Nintendo has announced that they, alongside The Pokémon Company, are suing Palworld developer Pocketpair.
Update: Pocketpair has responded to the lawsuit, and states that they will fight back against Nintendo. Their statement is added to this story.
Citing patent infringement, the lawsuit is seeking an injunction and compensation for damages.
The lawsuit is coming around nine months after Palworld launched into Early Access at the start of 2024, become an instant smash hit thanks, in part, to the popular perception that it’s basically “Pokémon with guns”.
Nintendo Co., Ltd. (HQ: Kyoto, Minami-ku, Japan; Representative Director and President: Shuntaro Furukawa, “Nintendo” hereafter), together with The Pokémon Company, filed a patent infringement lawsuit in the Tokyo District Court against Pocketpair, Inc. (HQ: 2-10-2 Higashigotanda, Shinagawa-ku, Tokyo, “Defendant” hereafter) on September 18, 2024.
This lawsuit seeks an injunction against infringement and compensation for damages on the grounds that Palworld, a game developed and released by the Defendant, infringes multiple patent rights.
Nintendo will continue to take necessary actions against any infringement of its intellectual property rights including the Nintendo brand itself, to protect the intellectual properties it has worked hard to establish over the years.
They’re coming for Palworld and all it’s got, in other words.
Update: Pocketpair’s response reads.
We have received notice of this lawsuit and will begin the appropriate legal proceedings and investigations into the claims of patent infringement.
At this moment, we are unaware of the specific patents we are accused of infringing upon, and we have not been notified of such details.
Pocketpair is a small indie game company based in Tokyo.
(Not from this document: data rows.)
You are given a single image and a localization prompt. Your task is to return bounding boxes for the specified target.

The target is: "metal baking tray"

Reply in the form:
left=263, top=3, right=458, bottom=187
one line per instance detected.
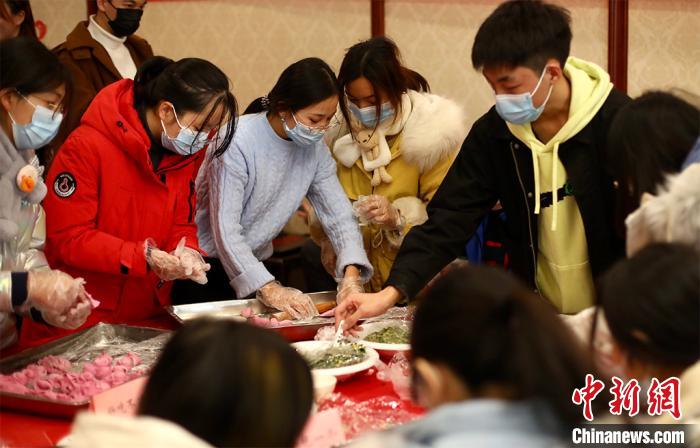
left=166, top=291, right=337, bottom=342
left=0, top=323, right=170, bottom=418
Our goal as a company has always been to create fun games. We will continue to pursue this goal because we know that our games bring joy to millions of gamers around the world. Palworld was a surprise success this year, both for gamers and for us. We were blown away by the amazing response to the game and have been working hard to make it even better for our fans. We will continue improving Palworld and strive to create a game that our fans can be proud of.
It is truly unfortunate that we will be forced to allocate significant time to matters unrelated to game development due to this lawsuit. However, we will do our utmost for our fans, and to ensure that indie game developers are not hindered or discouraged from pursuing their creative ideas.
It’s without a doubt that Palworld features a menagerie of rather derivative creature designs, with comparisons of 3D models by the gaming community bringing up the theory that Pocketpair had used Game Freak’s assets as base models and tweaked them. As a game experience, though, Palworld has a lot of rather different game mechanics in it alongside creature battling and capturing.
Back in January, all this speculation pushed The Pokémon Company to issue a statement that said, “We intend to investigate and take appropriate measures to address any acts that infringe on intellectual property rights related to the Pokémon.”
What’s particularly interesting is that they’re not going for copyright infringement, which would have suggested they thought Palworld copied Pokémon designs, but rather for infringing patents that Nintendo and The Pokémon Company hold. These would delve deep into the specific mechanics of Palworld, which game patents can cover, while an overarching genre cannot – similarly, there used to be a patent for including minigames in loading screens, and Warner Bros. holds a patent over the Nemesis System featured in the Shadows of Mordor game, preventing other developers from having a similar dynamic boss structure in their games.
As court documents start to emerge it will be fascinating to see what Nintendo’s lawyers pin Pocketpair with. Could it be Pal Spheres and capturing creatures a bit too similarly to Pokéballs?